Money, Sex, and Power: The Challenge of the Disciplined Life, by Richard J. Foster (Harper, 1985, 222 pp.; $12.95). Reviewed by David Neff.

Two years ago, Richard Foster told us his next book was going to be about poverty, chastity, and obedience. It is now here in the form of Money, Sex, and Power.

At the time, he said he was sure the threefold monastic vow dealt with the right things, but in the wrong way. The monastic way was a way of denial, a way of negating good things of God’s creation. Writing the book was his way of searching for an affirmative spiritual and scriptural approach to these areas of moral ambiguity and personal vulnerability.

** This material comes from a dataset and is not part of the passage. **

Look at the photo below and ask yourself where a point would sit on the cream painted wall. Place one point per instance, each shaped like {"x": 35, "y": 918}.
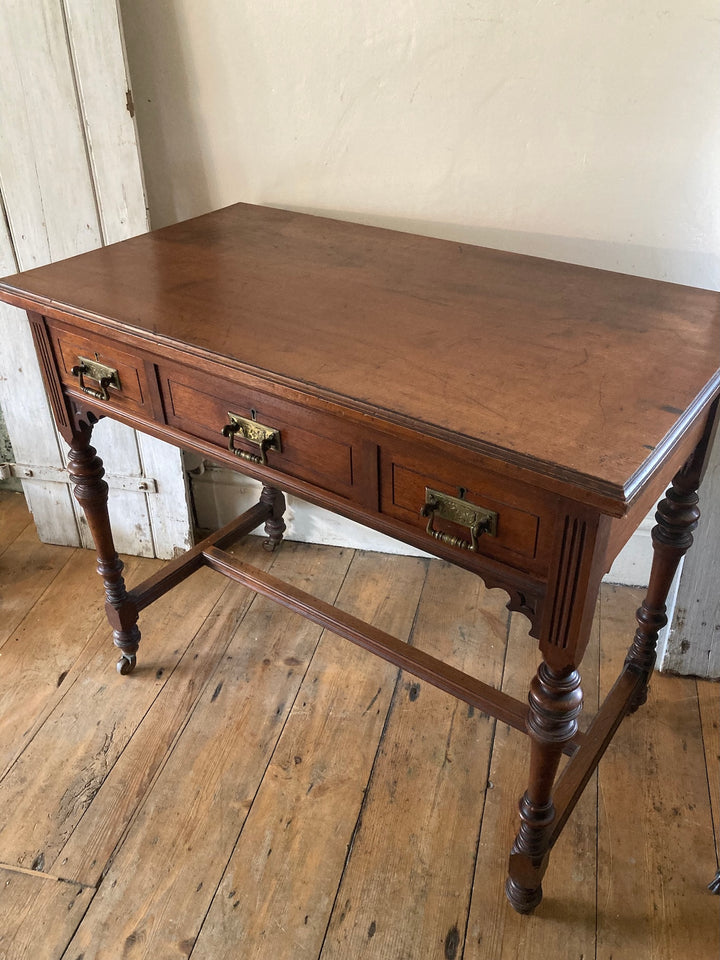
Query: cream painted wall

In place of the negative vows, Foster suggests constructive ones. Christians should not live by a vow of poverty, he says, but by a vow of simplicity. Likewise, the repressive vow of chastity should be replaced by the fulfilling vow of fidelity. And the vow of obedience, which eschews the exercise of power, should be replaced by a vow of service that puts power to good use.

Foster told CT he benefited greatly from reading those who take a strongly negative stance. For example, he relied heavily on Jacques Ellul’s Money and Power (IVP, 1984) for his insights into the ways money, as a spiritual power, can control us and distort our lives. But he refused to adopt Ellul’s unequivocal stance: that money is an actual spiritual power at odds with God.

Seeking a via media, Foster insists that only the perversion of money is wrong. Thus he writes: “The demon in money is greed.… The demon in sex is lust.… The demon in power is pride.”

But as Foster saunters down the median of life’s highway, he is being passed by traffic speeding in both directions. Although this volume is full of common sense and good advice, it lacks the power and direction of his previous books. In Celebration of Discipline and Freedom of Simplicity, Foster spoke powerfully with a single focus. In Money, Sex, and Power Foster seems to be seeking rather than pointing the way.